On 23-May-2011 07:44 , Boris wrote:
I have a program that copies a DB2 file into an IFS stream file. It
may process millions of records. The problem is that the program
consumes high CPU (more than 90%). I removed all the processing and
only left the read from the DB2 file and write to the IFS file
functions. The program stack shows the write function almost
constantly so I assume the write function is the one to blame. What
is the best way to implement a solution like that?

Please do not post an entire digest; especially when just posting a new message, as even more of the extra data is unrelated. Just compose a "new message" to the list as addressee; there should be no reason to use "reply to" [a digest] just to get that addressee, and if for some reason that is done, then please trim all of the digest not related to the message being composed then sent.
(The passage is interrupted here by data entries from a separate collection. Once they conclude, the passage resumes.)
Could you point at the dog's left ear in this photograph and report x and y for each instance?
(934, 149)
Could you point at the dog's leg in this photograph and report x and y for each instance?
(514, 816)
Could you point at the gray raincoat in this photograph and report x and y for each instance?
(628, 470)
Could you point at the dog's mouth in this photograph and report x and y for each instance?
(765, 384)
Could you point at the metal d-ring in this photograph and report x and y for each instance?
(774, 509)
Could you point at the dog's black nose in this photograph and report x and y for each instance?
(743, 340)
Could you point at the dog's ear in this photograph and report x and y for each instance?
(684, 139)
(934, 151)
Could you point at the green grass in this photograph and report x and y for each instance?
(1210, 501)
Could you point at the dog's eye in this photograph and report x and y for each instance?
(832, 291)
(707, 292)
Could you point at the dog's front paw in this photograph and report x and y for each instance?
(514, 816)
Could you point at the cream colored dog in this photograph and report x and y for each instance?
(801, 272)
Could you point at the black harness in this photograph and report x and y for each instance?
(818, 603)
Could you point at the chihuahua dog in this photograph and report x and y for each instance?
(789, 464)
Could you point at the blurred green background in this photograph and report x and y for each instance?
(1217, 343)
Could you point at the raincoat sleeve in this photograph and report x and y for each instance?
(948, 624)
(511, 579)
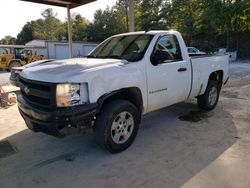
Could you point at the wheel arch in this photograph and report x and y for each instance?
(217, 76)
(132, 94)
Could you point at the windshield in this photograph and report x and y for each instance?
(129, 47)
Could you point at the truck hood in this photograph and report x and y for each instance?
(67, 70)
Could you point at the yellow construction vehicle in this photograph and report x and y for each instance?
(16, 56)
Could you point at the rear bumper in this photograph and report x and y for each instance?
(51, 121)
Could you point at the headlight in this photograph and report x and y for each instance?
(71, 94)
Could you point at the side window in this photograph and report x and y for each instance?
(166, 50)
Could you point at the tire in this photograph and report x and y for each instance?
(209, 99)
(14, 64)
(116, 125)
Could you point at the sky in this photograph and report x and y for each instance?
(14, 13)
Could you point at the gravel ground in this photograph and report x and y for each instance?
(178, 146)
(4, 78)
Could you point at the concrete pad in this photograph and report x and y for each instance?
(168, 152)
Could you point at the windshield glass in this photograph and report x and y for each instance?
(129, 47)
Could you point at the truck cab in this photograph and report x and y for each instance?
(125, 77)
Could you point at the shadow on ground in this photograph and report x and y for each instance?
(166, 153)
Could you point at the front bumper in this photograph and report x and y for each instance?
(51, 121)
(14, 81)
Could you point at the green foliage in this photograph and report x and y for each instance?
(204, 23)
(8, 40)
(109, 22)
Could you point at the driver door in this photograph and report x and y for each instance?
(168, 75)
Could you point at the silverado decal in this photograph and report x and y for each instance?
(158, 90)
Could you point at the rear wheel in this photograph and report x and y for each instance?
(117, 125)
(14, 64)
(209, 99)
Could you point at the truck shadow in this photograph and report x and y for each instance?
(167, 152)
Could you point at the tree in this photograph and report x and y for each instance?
(47, 28)
(79, 27)
(106, 23)
(8, 40)
(26, 33)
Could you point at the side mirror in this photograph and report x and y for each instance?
(159, 56)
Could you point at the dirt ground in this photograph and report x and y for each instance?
(178, 146)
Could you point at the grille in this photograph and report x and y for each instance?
(38, 93)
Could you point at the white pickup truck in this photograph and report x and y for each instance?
(125, 77)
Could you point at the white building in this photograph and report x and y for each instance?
(60, 50)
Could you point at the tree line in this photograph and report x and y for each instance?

High CPU is not necessarily bad. Maximizing CPU, i.e. high CPU, is generally a good thing, when efficiency is high. However most likely this scenario is the effect of the underlying write processing efficiently performing each of the many more than necessary write requests.

The database read will by-default be reading "blocks" of data, though probably each of the "write" requests in the program is writing only one record [, or worse just one column of data for one record, or absolutely worst just one byte of data for one record] of database data to the stream file for each database record that is "read". And although the program may "read" just one record from the database, the read is likely from a block of data, not from the database itself. The resolution in that case is to perform similar to the database which is reading in blocks, and that would be to write in blocks. So instead of writing [what is probably currently] one byte for each write, tens or hundreds of bytes for each write, the program would do better to write thousands, and even better to write millions of bytes for each write.